Il piano, in apparenza ambizioso, si giustificava con un presupposto fondamentale: il concorso dell’esercito serbo dalla bassa Sava verso Lubiana e dell’esercito russo dai Carpazi nella pianura ungherese.


Lo schieramento dell’Esercito Italiano fu attuato di conseguenza:

  • la Armata: settore Trentino-Adige, dallo Stelvio alla Croda Grande;

  • 4a Armata: settore Cadore, dalla Croda Grande al M. Peralba;

  • Zona Carnia (Comando autonomo; poi XII Corpo d’Armata alle dipendenze dirette del Comando Supremo): da M. Peralba a M. Maggiore;

  • 2a Armata: da M. Maggiore a Prepotto;

  • 3a Armata (del Carso): da Prepotto al mare.
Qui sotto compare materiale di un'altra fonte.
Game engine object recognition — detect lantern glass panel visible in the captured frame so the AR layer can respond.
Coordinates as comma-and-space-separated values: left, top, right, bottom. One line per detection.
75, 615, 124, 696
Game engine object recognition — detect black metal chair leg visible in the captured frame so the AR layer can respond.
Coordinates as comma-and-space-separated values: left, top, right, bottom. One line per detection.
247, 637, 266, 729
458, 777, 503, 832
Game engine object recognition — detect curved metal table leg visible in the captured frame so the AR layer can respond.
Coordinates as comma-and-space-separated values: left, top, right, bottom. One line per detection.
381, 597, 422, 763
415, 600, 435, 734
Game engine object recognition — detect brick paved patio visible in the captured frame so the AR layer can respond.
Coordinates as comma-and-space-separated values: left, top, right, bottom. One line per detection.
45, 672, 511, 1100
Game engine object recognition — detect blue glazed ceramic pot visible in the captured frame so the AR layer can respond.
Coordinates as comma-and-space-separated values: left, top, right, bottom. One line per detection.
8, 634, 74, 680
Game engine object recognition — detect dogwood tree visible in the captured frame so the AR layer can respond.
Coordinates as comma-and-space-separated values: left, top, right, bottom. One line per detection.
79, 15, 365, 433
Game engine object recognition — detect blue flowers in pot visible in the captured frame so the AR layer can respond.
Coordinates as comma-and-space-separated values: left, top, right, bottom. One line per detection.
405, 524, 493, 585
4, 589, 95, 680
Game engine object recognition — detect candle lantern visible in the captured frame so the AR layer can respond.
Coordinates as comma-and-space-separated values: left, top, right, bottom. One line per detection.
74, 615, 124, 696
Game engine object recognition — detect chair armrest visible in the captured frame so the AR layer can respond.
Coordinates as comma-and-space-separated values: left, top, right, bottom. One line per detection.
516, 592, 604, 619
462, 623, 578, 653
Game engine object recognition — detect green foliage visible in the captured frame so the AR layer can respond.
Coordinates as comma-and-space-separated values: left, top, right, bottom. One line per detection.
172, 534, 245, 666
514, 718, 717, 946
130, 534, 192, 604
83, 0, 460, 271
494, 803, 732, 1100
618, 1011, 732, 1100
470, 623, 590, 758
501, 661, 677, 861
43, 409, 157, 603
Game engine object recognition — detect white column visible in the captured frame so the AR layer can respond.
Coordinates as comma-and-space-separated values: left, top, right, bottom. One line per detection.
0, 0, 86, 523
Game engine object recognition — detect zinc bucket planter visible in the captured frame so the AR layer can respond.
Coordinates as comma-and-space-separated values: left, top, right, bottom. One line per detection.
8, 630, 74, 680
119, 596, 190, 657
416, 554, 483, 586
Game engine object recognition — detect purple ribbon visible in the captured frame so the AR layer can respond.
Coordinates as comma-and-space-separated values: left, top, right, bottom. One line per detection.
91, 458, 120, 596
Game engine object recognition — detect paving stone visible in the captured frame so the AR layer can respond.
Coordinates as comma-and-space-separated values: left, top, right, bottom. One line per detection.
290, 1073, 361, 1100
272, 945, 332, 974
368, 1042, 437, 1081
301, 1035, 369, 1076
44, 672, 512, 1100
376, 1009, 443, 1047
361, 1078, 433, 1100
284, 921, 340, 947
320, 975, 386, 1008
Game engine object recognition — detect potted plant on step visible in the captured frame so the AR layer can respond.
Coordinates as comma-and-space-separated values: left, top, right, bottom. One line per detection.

Complessivamente, a radunata effettuata (13 giugno 1915): 569 battaglioni, 173 squadroni, 512 batterie di cui due quinti schierati a sbarramento dei 560 km di frontiera intercorrenti tra lo Stelvio e M. Canin, due quinti sul fronte giulio (70 km), un quinto in riserva.

Prima del completamento della radunata le forze sulla linea di contatto procedevano all'occupazione di monte Altissimo, di Ala, Cortina d'Ampezzo (25 - 28 maggio).​


Per quanto riguarda il piano d’operazione del Comando austro-ungarico occorre dire che il capo di Stato Maggiore imperiale, Franz Conrad von Hoetzendorf, in un primo tempo aveva pensato ad un azione risolutiva contro l'Italia: raccogliere una forte massa nella conca di Lubiana ed aspettarvi gli Italiani per batterli in modo definitivo.


Per l’attuazione di questo piano egli aveva richiesto il concorso di 10 divisioni tedesche; il rifiuto del capo di Stato Maggiore germanico, Erich von Falkenhayn, obbligò a cambiare progetto. Il Conrad stabilì allora di resistere sulle ottime posizioni difensive del confine per logorare le forze italiane con il minimo delle proprie, continuando intanto nelle azioni in corso contro la Russia per sfruttarne il successo. Le posizioni di confine furono quindi solidamente preparate a difesa, completando ed aumentando l’efficienza delle fortificazioni permanenti. Oltre agli sbarramenti montani furono eseguiti grossi lavori sul Rombon, sul Monte Nero, alle teste di ponte di Tolmino e di Gorizia e sul Carso.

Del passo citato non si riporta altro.